Galaxy Newsbrief 011314: Great News for Comics

* I'm back from a week in the Philadelphia area, but not for long -- Seattle beckons next week. But for this week, I'll try to maintain regular posting.

* The Image Expo was apparently a thing that happened; the only news that made my radar from it is that Ed Brubaker and Sean Phillips have signed a pretty favourable five-year deal with Image Comics. Brubaker and Phillips -- Brillips? Shubaker? Anyway, the pair is the most consistent, entertaining and interesting creative team in comics in the last decade-and-a-half. From Sleeper to Criminal to Incognito to Fatale, you can't go wrong if you're looking for good comics created with wit and intelligence. That their longtime partnership is being codified this way is great news for comics, which doesn't seem to value quality creative pairings in the same way it once did.

* Related: Ed Brubaker discovers some superhero fans are assholes. You have no idea what an act of will it was for me to include the word "some" in the previous sentence. Responding to Brubaker's comment, Comic Book Galaxy alumnus Gordon McAlpin sums it up nicely: "People always want the people they admire to validate their own life choices and taste. It's sad, really."

* Please don't make the mistake of thinking that what Brubaker is getting from developmentally arrested spandex fetishists is somehow not related to the abuse Grant Morrison and countless less-well-known "fans" have heaped upon Alan Moore. It comes from exactly the same place.

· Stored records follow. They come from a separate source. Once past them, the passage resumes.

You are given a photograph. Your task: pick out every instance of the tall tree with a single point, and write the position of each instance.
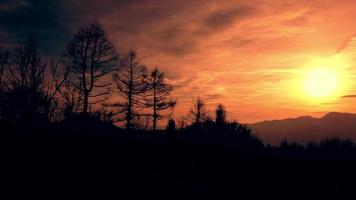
(198, 113)
(31, 85)
(90, 56)
(131, 85)
(220, 115)
(4, 60)
(158, 96)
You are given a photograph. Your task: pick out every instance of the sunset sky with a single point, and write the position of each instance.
(260, 58)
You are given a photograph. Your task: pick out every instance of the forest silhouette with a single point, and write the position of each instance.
(88, 124)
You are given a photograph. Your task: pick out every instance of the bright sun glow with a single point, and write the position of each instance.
(324, 79)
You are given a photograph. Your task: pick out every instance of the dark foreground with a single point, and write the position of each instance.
(89, 162)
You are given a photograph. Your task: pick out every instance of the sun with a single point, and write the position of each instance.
(324, 79)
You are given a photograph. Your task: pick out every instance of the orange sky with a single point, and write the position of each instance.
(244, 54)
(247, 55)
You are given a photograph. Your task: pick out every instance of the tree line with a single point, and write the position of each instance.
(89, 78)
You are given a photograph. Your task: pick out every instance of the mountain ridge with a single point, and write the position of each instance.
(305, 129)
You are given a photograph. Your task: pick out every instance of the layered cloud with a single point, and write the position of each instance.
(241, 53)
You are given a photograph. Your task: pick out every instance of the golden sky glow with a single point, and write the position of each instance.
(262, 59)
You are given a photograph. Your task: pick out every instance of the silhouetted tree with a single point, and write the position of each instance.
(198, 113)
(31, 85)
(158, 96)
(220, 115)
(131, 85)
(171, 125)
(90, 56)
(4, 60)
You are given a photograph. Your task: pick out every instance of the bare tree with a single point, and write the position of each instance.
(30, 87)
(131, 85)
(158, 96)
(198, 113)
(4, 61)
(220, 115)
(28, 66)
(90, 56)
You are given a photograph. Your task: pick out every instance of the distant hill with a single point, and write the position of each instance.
(306, 128)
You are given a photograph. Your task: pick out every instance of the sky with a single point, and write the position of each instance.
(256, 57)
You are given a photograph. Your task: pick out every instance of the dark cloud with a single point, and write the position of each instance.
(45, 20)
(224, 18)
(213, 96)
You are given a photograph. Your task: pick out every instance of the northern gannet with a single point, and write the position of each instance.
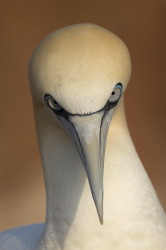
(78, 75)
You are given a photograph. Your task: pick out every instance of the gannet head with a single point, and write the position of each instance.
(80, 73)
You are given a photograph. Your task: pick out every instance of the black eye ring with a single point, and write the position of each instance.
(51, 103)
(116, 93)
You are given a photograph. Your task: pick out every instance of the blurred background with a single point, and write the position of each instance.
(23, 24)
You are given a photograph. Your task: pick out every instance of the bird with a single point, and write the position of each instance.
(98, 194)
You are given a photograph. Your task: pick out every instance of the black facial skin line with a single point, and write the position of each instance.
(109, 105)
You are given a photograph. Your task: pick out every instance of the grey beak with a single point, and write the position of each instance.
(89, 133)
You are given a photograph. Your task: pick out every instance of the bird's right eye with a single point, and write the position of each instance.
(51, 103)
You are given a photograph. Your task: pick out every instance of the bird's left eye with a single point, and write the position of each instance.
(51, 103)
(116, 93)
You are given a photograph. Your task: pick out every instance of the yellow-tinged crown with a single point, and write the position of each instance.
(79, 66)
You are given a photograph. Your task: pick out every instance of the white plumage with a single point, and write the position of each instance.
(77, 77)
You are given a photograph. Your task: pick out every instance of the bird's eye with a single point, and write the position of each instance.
(116, 93)
(51, 103)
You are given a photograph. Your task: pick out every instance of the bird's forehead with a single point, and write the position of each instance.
(79, 66)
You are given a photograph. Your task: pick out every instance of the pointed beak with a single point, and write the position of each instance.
(89, 133)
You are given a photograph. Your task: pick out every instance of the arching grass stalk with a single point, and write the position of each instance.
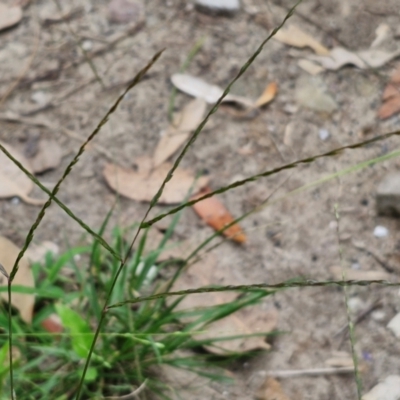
(56, 188)
(169, 177)
(308, 160)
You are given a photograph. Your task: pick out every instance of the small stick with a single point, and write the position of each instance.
(310, 372)
(11, 88)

* At Trouble With Comics, Christopher Allen comments on Alan Moore's recent "last interview."

* NPR looks at Who Gets To Be A Superhero? Race And Identity In Comics. Read this thoughtful, well-researched piece and weep for the kind of coverage websites ostensibly about exactly these types of comics would actually have covered the same issue, True Believer.

* Robot 6 posts the latest Comedians in Cars Getting Coffee, in which comedian Patton Oswalt tells Jerry Seinfeld how he'd kill Superman. DC obviously got there first with the spectacularly shitty New 52. Bonus: Oswalt reveals his favourite superhero, a choice I can agree with even in the character's current status quo.

* The Hollywood Reporter has casting details on the comics-to-film adaptation of Phoebe Gloeckner's amazing graphic novel The Diary of a Teenage Girl. If you've never read it, you should. It's one of the most vital and compelling arguments for comics as an art form; here's my 2002 review.

* Great quote from Mick Martin: "[I]n order to binge you need the same three things Batman needs: Money, privacy, and insanity."

* Great quote from Bob Temuka: "Wizard magazine had a terrible impact on the comic medium, culture and industry."